Sunday, July 5, 2009

Conviction or Bust


I'm unaccountably drawn to conviction. I think most of us are. What is it about conviction that's so appealing? Is it for want of it that we find it so attractive? And how do we recognize it in art? It's just there. You know it's there because you feel it. Conviction is a felt phenomenon; it's a presence that lingers after the artist has exited the painting. I'm not talking about belief systems or values. I don't care what a person believes, or about her morals. So what is conviction? And how is it recognized?

I've been pondering this for a while. I see so little evidence of conviction in contemporary art. There seems to be a perpetual question mark hovering over so much of what I see, as if the artist is asking the viewer, "Is this right?" When the artist is dependent upon the viewer to validate his ideas in order to execute them in some tangible form, there's a serious problem. The creative process must be independent of approval or opinion. (Yes, this includes art critics). Did Pollock think about approval while he dripped? No, and he didn't think about conviction either. He was conviction. Or, in his own words, "I am nature."

Conviction isn't something that we believe or cultivate, like tomatoes. Conviction is what we are. It flows in our veins. It's the internal sense of what is true, and the action taken to correspond to that truth. We don't need assurance that our conviction is correct, anymore than we need praise for breathing. When a person "has" conviction, it's very powerful. Even if his convictions vastly differ from our own, there's still a magnetic quality about him. And if that person happens to be an artist, her convictions will come through in her art. I don't know how this happens, but it does, and it's very seductive. We're naturally drawn to that person's work, because it resonates on the deepest level.

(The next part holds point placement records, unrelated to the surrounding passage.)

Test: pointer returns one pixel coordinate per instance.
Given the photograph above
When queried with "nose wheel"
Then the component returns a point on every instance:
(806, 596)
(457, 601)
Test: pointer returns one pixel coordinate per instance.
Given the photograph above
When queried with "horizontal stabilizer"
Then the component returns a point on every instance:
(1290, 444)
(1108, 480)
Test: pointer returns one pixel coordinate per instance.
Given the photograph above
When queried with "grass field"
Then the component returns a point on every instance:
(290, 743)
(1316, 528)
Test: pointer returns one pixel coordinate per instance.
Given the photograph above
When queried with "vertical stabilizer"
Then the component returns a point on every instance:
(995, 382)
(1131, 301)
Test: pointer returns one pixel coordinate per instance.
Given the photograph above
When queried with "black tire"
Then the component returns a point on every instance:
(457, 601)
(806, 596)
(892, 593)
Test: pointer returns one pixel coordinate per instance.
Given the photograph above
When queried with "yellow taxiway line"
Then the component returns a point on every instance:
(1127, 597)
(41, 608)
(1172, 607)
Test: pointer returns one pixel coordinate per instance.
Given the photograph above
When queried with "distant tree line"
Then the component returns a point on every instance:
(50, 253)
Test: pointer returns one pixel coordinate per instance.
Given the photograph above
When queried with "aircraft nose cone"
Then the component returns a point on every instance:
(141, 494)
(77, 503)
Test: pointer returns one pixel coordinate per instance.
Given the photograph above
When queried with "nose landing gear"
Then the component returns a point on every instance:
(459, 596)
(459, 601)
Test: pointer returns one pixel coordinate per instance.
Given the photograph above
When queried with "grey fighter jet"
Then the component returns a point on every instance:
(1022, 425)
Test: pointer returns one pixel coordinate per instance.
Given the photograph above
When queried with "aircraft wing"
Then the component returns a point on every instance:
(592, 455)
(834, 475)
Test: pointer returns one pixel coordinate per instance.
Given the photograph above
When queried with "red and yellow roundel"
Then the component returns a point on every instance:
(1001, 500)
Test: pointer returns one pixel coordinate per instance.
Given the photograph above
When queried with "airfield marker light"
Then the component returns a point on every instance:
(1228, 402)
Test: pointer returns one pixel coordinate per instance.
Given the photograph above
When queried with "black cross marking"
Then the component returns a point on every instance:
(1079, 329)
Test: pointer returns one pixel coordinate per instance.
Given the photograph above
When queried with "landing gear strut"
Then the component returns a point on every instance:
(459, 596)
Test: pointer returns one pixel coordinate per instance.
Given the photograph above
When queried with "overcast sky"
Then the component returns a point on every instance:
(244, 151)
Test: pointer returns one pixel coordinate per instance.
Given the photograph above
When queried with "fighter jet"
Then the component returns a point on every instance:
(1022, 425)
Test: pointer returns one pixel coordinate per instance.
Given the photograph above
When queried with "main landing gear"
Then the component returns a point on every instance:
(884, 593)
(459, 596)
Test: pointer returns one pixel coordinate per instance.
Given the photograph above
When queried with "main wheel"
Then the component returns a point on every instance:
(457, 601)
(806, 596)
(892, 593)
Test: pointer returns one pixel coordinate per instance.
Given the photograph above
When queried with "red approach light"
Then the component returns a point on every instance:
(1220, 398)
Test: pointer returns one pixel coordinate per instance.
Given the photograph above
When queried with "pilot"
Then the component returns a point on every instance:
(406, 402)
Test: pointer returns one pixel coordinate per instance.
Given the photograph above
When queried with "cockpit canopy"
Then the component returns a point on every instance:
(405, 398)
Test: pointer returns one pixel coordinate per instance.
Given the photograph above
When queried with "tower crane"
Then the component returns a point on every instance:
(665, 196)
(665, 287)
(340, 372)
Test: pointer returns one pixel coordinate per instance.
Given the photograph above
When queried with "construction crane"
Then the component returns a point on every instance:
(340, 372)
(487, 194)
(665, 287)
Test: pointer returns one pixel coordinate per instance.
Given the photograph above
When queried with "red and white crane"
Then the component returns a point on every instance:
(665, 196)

These are tough times. It's hard to keep it together and pay the mortgage, much less rely on our convictions to put food on the table. But this isn't the time, nor is there ever a time, for an artist to be looking outside herself for approval ratings. Or second-guessing what a gallery will want, or a collector will buy, or a critic will write. Conviction doesn't ensure sales or launch an artist's career, but it gives the rest of us hope that there's something to strive for, or bust.